Cryptographers have, since Caesar's time, recognized that critical names of persons or places must always be misspelled for reasons of security, a principle which Mr. Ross disbelieves. He says that Bacon's name can be found in many, many words. So he sent me his list of 716 which he calls "magic words." Here are a few of his magic examples:
alderliefest, aseismatic, bismethyl, boisvert, cathismata, colliquate, cubicontravarient, deliquate, diaskeuast, disematism, elisavetgrad, hiemate, Hiawatha, hiemate, iafrate,irvette, Lepismatidae, metamericallyt, etc.
Does Mr. Ross believe that these strange words existed in the 15th Century? Or that they can be found in the Shakespeare Works? Does he think that his list of 716 such words is a complete refutation of the existence of cipher in the Works? Or clear proof that Bacon wrote Hawthorne's Works?
As a condolence, Mr. Ross has written me a poem in the meter of Hiawatha. Not being a poet, I cannot respond.
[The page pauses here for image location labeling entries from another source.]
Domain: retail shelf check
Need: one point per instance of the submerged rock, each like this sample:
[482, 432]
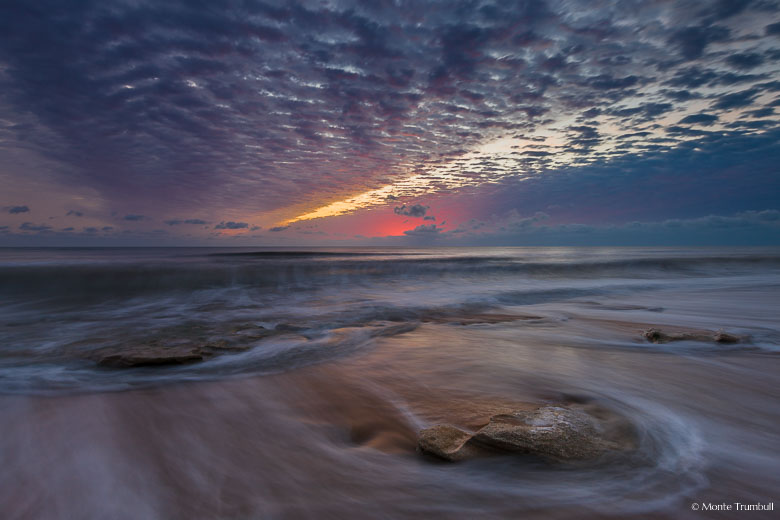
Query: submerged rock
[659, 336]
[725, 337]
[147, 355]
[551, 431]
[446, 442]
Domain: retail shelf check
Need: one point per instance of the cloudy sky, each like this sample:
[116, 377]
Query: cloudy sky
[389, 122]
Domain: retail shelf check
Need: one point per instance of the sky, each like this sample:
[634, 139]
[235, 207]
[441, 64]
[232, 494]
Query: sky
[522, 122]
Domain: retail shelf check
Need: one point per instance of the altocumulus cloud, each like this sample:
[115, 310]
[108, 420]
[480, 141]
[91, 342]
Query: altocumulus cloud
[232, 225]
[417, 210]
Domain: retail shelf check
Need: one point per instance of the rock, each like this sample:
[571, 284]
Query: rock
[659, 336]
[725, 337]
[289, 327]
[550, 431]
[146, 355]
[446, 442]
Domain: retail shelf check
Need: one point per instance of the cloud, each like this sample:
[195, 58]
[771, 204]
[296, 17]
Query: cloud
[424, 230]
[692, 41]
[699, 119]
[417, 210]
[745, 60]
[29, 226]
[175, 108]
[231, 225]
[192, 221]
[737, 99]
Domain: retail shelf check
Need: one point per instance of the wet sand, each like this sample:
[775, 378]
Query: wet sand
[337, 440]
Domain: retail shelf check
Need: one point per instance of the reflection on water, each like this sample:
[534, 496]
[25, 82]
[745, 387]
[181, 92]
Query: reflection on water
[320, 419]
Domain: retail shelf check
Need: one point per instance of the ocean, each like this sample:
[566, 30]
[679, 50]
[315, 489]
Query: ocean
[316, 368]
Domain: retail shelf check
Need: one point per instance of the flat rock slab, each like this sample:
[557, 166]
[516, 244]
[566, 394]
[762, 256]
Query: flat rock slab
[660, 336]
[142, 356]
[553, 432]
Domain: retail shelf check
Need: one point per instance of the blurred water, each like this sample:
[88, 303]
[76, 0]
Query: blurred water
[320, 421]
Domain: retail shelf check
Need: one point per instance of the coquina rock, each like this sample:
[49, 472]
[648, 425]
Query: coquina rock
[552, 432]
[446, 442]
[146, 355]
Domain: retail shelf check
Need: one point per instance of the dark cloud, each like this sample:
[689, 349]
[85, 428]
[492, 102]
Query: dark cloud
[736, 100]
[29, 226]
[424, 230]
[691, 41]
[417, 210]
[699, 119]
[179, 107]
[746, 60]
[231, 225]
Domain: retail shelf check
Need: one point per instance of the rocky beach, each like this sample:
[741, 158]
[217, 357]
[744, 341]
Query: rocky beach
[491, 383]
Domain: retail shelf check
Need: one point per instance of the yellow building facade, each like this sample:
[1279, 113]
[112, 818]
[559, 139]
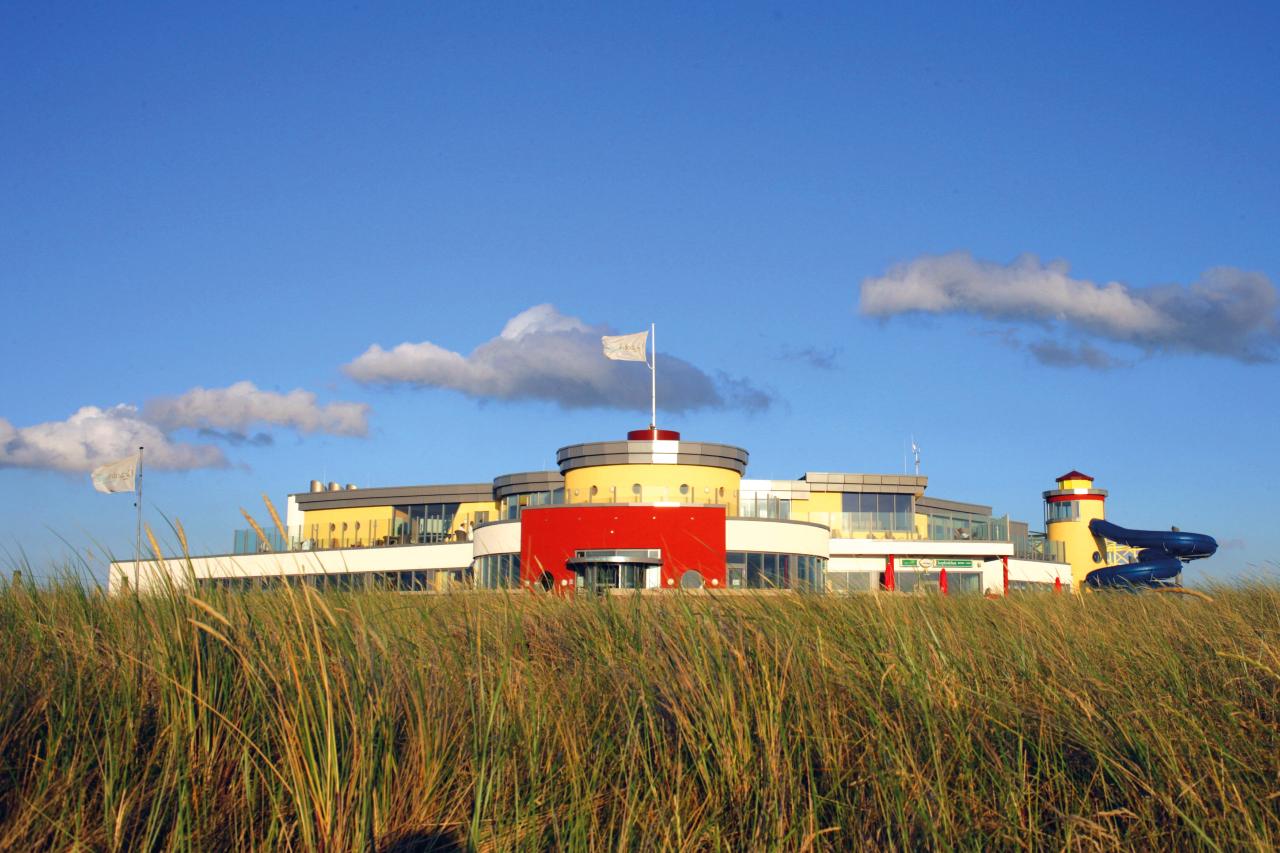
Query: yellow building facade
[1068, 511]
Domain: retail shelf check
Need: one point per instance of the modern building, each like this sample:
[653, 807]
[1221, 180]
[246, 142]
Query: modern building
[653, 511]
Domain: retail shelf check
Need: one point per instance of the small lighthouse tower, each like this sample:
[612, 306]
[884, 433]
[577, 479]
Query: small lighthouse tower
[1068, 511]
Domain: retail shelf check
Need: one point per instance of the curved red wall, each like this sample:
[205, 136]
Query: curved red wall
[689, 537]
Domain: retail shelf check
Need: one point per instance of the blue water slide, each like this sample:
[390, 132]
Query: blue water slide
[1161, 556]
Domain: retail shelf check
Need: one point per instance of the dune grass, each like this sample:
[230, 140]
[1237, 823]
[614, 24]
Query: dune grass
[388, 721]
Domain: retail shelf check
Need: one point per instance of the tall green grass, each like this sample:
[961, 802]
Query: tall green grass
[383, 721]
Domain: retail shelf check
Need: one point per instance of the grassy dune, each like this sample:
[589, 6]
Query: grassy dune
[384, 721]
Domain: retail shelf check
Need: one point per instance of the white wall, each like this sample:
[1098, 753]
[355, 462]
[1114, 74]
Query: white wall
[960, 548]
[768, 536]
[1041, 573]
[502, 537]
[155, 575]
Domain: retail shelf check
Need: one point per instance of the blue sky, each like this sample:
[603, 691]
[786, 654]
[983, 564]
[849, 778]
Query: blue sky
[822, 209]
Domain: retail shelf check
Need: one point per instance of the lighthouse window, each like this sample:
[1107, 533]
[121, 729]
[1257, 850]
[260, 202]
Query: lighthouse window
[1063, 511]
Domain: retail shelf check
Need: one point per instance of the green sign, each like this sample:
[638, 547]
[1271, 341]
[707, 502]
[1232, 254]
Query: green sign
[928, 562]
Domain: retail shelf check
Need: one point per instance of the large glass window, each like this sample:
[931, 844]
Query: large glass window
[423, 523]
[499, 570]
[773, 570]
[1063, 511]
[876, 511]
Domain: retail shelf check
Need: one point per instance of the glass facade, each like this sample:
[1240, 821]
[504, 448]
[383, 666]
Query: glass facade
[511, 506]
[850, 582]
[958, 582]
[1036, 546]
[248, 542]
[755, 570]
[762, 505]
[965, 525]
[423, 523]
[414, 580]
[872, 511]
[498, 571]
[1061, 511]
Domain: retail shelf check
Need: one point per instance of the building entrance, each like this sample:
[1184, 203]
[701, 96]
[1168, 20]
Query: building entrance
[600, 571]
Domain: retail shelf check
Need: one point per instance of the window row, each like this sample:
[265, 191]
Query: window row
[1063, 511]
[874, 511]
[410, 580]
[752, 570]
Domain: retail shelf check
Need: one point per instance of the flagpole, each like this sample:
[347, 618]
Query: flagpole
[137, 541]
[653, 377]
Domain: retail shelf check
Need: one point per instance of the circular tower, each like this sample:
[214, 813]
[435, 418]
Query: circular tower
[1068, 511]
[653, 466]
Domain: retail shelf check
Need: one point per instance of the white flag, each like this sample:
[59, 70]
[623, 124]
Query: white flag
[626, 347]
[117, 477]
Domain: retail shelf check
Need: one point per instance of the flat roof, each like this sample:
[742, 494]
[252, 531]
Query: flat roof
[443, 493]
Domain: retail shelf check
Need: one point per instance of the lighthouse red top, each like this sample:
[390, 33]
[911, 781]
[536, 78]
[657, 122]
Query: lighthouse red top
[653, 436]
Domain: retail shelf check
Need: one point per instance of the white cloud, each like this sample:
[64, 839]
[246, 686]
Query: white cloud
[1228, 311]
[242, 405]
[95, 436]
[545, 355]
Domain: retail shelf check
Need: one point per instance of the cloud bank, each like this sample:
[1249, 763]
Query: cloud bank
[545, 355]
[1228, 311]
[95, 436]
[242, 405]
[92, 437]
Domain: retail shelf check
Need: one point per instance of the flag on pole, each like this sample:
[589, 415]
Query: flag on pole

However I can copy some lines from the Introduction to Hiawatha, in their correct order but perhaps omitting a few.
Should you ask me,
Whence these stories?
And their wild reverberations
Should you ask where Nawadaha
Found these legends and traditions?
I should answer, I should tell you
In the birds nests of the forest
In the melancholy marshes
Ever sighing, ever singing.
Listen to these wild traditions
To this song of Hiawatha
Ye who love the haunts of Nature
Ye who sometimes in your rambles
Pause by some neglected graveyard
For a while to muse and ponder
On a half-effaced inscription
Written with little skill of song-craft
Stay and read this rude inscription.There is no "half-effaced name inscription" on Shakespeare's rudely composed epitaph:
GOOD FREND FOR IESVS SAKE FORBEARE,
TO DIGG THE DVST ENCLOASED HEARE.
BLESE BE YE MAN YT SPARES THES STONES,
AND CVRST BE HE YT MOVES MY BONES.There is, inexplicably, no name mentioned at all! Unless, of course, you can read an enciphered name, like FS BACAIN. Hic Sepultus.